Achteraf hadden wij beter een andere plek kunnen uitzoeken om ons picknickkleed neer te leggen (die ik overigens expres had uitgekozen zodat wij op het kleed anderhalve meter afstand konden houden). Om de vijf minuten komt er namelijk een hond op ons afgerend om te kijken of er nog iets te snaaien valt. 

De eigenaar van de zoveelste hond kan het niet laten om op te merken: “Volgens mij rent onze hond alleen af op jongeren die niet genoeg afstand houden.” Ook nu kijken mijn vriendin en ik elkaar vreemd aan, want het baasje loopt zelf met drie andere ouderen zonder anderhalve meter afstand te houden over de hei! Over hypocriet gesproken…

Hou eens op met dat geschreeuw

 Wat mij opvalt is dat ik als jongere vaak wordt aangesproken op mijn gedrag met betrekking tot het coronavirus, terwijl ik mij juist netjes aan de regels houd. Als er jongeren zijn die zich niet aan de regels houden, moeten zij inderdaad op hun gedrag kunnen worden aangesproken. Maar wat ik wil meegeven aan mensen is; analyseer eerst de situatie goed voordat je uit het raam “afstand houden” schreeuwt naar mij en mijn moeder.

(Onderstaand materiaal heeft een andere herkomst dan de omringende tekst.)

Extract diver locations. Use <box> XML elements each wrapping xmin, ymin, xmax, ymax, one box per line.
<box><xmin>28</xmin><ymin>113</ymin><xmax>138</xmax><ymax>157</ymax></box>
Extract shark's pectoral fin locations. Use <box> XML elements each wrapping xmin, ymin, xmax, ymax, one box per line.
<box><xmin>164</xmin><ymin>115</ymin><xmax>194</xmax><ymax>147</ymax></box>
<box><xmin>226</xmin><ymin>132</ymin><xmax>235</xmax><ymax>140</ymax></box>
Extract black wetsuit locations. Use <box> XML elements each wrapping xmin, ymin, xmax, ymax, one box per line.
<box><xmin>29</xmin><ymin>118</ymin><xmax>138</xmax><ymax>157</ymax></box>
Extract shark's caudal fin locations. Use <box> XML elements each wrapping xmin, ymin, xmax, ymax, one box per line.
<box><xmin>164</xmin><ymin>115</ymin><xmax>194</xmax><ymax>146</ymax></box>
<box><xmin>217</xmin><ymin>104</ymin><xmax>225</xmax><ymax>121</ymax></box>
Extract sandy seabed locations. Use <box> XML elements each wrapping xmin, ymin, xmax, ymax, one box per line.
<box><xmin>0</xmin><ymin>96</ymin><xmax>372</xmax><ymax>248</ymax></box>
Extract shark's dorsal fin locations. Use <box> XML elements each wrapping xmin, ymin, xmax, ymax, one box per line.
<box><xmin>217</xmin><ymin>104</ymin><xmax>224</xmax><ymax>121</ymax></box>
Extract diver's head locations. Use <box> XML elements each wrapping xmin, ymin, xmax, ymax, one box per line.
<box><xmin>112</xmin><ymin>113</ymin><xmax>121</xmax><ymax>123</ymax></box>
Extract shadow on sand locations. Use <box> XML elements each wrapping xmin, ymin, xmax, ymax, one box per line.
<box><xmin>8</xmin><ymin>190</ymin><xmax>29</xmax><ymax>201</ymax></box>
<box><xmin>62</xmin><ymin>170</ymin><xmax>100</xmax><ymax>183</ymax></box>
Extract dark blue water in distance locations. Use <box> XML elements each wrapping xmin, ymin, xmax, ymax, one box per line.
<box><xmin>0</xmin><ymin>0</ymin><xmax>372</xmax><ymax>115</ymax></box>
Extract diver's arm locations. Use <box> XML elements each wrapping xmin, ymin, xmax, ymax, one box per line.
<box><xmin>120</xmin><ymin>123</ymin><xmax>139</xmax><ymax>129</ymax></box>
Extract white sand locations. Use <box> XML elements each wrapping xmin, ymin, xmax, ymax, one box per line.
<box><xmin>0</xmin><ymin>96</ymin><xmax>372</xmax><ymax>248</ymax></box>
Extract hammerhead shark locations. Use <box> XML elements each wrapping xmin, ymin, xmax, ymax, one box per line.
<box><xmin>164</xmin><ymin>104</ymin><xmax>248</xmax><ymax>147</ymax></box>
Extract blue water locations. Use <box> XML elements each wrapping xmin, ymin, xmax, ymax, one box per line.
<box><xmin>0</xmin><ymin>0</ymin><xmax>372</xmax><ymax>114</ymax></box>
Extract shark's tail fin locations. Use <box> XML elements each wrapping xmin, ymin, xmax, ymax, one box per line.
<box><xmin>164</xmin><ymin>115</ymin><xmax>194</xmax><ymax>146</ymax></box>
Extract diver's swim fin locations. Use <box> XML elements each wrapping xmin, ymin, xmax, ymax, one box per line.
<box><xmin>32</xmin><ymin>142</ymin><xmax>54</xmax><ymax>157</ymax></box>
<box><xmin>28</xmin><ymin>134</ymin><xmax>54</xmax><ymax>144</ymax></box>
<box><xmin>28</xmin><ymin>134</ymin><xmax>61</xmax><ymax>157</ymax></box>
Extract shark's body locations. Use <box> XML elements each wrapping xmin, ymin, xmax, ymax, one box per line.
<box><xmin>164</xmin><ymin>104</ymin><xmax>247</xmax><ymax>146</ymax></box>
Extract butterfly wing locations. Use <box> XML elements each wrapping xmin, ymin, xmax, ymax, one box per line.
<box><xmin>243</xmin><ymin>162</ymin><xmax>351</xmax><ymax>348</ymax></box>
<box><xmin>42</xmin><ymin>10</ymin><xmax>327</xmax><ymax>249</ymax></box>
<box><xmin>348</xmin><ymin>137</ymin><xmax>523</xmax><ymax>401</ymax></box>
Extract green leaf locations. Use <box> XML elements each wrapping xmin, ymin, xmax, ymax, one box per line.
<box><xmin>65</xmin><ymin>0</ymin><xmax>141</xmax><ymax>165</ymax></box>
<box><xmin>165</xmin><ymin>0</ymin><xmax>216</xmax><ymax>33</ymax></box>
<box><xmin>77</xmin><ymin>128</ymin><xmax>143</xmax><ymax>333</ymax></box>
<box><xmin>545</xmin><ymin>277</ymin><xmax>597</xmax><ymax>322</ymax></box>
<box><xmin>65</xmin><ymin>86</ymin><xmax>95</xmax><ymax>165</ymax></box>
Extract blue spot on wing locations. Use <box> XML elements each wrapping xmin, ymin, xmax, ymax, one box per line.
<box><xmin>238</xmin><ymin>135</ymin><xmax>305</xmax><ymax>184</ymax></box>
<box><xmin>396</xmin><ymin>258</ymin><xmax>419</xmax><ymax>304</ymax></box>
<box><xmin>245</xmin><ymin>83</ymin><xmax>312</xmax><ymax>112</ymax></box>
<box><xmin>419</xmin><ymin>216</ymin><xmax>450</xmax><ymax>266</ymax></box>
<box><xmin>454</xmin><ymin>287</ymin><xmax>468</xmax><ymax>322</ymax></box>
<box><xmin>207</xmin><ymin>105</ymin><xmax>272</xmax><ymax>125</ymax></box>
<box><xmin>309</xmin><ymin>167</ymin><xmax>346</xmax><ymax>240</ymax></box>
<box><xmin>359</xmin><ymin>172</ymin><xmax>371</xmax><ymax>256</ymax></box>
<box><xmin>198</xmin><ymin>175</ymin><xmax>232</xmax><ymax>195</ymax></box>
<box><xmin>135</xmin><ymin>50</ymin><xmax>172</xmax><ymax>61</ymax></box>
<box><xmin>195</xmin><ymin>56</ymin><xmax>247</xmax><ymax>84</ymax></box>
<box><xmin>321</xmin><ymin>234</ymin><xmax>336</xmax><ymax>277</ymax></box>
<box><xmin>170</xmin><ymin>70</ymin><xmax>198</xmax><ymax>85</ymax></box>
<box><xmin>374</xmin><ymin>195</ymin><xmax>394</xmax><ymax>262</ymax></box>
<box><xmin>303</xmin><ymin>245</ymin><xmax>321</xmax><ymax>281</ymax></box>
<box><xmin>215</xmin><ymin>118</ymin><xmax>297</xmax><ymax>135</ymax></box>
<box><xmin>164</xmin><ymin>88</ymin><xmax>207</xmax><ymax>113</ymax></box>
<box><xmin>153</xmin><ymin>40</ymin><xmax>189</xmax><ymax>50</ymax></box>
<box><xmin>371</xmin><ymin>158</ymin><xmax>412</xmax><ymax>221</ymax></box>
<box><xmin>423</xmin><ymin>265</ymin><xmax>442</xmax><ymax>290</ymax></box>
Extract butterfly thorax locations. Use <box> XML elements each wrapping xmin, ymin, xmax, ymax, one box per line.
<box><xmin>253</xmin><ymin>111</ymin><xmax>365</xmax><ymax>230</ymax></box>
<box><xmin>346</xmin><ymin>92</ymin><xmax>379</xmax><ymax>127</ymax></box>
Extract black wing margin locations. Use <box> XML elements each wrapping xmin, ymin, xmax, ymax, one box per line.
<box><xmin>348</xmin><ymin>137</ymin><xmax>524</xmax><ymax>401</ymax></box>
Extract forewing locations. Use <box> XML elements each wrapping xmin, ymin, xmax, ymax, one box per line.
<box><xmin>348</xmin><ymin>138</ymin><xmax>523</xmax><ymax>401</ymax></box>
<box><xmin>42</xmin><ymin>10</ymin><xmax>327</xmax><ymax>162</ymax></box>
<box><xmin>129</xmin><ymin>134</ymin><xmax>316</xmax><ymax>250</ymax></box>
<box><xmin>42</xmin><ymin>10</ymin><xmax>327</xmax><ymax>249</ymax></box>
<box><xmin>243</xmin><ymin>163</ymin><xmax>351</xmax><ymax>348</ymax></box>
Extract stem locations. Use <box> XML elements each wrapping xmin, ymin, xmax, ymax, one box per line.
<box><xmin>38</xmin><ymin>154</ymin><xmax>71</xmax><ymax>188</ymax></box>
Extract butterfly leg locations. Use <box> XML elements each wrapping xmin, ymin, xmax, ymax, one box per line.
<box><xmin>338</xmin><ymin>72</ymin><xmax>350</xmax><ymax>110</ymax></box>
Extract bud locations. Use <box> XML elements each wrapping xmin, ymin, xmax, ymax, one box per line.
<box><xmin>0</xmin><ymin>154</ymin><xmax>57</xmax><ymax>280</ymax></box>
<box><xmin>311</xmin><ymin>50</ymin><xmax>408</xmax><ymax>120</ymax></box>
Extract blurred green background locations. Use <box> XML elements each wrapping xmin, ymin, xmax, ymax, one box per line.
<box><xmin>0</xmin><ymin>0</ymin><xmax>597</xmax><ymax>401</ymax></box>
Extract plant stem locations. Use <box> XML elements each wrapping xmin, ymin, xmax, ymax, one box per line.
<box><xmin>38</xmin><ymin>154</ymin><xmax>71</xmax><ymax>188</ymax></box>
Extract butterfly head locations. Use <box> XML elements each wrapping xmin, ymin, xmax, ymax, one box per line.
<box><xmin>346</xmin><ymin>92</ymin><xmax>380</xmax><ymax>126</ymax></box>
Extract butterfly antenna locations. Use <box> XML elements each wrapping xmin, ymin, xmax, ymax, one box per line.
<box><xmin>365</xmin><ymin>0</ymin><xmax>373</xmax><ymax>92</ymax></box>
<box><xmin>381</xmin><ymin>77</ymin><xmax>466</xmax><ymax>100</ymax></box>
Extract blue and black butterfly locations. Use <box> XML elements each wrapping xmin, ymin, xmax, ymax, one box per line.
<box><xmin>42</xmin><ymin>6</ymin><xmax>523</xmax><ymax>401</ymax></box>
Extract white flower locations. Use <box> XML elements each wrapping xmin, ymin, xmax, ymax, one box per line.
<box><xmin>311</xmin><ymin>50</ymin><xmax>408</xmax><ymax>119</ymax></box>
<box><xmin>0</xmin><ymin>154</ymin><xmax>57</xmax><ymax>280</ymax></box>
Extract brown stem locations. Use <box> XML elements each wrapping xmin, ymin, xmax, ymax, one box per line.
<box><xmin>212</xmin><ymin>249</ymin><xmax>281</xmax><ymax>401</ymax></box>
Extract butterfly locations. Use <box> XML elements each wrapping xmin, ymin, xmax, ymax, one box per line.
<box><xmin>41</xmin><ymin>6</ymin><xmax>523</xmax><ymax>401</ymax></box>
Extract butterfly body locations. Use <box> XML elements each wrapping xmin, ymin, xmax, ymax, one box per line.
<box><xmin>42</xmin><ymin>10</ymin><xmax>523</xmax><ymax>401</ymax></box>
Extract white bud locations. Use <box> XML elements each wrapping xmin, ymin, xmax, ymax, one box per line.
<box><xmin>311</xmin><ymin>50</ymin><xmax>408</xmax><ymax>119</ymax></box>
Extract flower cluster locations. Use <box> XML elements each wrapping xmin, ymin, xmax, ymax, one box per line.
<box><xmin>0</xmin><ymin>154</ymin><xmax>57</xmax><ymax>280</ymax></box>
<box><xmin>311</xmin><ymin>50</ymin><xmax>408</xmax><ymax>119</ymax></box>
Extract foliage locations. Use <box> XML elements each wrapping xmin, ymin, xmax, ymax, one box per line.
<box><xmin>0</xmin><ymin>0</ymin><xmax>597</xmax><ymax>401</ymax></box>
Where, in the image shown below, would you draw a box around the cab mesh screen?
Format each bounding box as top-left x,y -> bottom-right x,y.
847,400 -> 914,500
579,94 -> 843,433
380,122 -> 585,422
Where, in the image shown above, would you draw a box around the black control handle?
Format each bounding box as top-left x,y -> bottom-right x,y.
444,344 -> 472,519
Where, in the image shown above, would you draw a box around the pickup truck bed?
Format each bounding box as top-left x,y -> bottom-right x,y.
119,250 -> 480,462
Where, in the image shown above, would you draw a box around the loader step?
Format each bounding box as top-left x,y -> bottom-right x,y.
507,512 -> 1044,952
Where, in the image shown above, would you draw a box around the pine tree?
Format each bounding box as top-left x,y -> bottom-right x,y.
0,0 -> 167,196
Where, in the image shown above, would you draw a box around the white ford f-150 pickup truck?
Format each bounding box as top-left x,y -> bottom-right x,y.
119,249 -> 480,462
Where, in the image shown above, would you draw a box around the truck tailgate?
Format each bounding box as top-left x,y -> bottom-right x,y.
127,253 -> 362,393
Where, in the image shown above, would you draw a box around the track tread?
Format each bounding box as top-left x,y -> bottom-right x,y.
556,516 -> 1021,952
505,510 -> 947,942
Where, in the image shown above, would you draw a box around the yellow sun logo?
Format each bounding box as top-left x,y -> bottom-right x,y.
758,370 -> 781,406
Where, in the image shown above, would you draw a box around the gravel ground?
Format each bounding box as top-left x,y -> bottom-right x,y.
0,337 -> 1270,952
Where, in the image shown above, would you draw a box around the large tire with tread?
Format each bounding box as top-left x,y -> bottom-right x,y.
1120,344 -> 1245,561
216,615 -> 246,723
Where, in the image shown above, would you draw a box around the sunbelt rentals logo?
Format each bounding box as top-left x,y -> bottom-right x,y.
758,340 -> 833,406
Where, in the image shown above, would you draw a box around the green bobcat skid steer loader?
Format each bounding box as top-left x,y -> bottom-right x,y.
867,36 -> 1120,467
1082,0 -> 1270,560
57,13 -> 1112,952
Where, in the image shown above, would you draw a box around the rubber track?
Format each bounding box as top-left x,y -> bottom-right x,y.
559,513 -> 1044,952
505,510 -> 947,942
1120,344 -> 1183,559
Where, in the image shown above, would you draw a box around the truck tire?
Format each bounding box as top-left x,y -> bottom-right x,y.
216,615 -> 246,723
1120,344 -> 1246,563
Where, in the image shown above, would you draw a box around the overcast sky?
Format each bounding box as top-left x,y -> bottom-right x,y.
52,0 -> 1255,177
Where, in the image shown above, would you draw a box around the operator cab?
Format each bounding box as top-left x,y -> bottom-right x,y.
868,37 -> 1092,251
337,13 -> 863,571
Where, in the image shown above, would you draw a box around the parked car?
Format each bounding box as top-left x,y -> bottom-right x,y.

Mensen die in één huis wonen hoeven namelijk geen afstand te houden. En bovendien zou je dit niet naar twee ouderen schreeuwen hangend uit het raam. 

Beetje beter

 Let vooral op jezelf, in plaats van op wat anderen doen. Zorg ervoor dat je niet zelf bellend vlak langs iemand loopt, terwijl je anderen aan het corrigeren bent. Of zorg ervoor dat je niet zelf met meer dan drie personen in het openbaar bent, voordat je je ‘anderhalve-meter-afstand-hond’ op iemand afstuurt. Zo maken wij samen de wereld weer een beetje beter.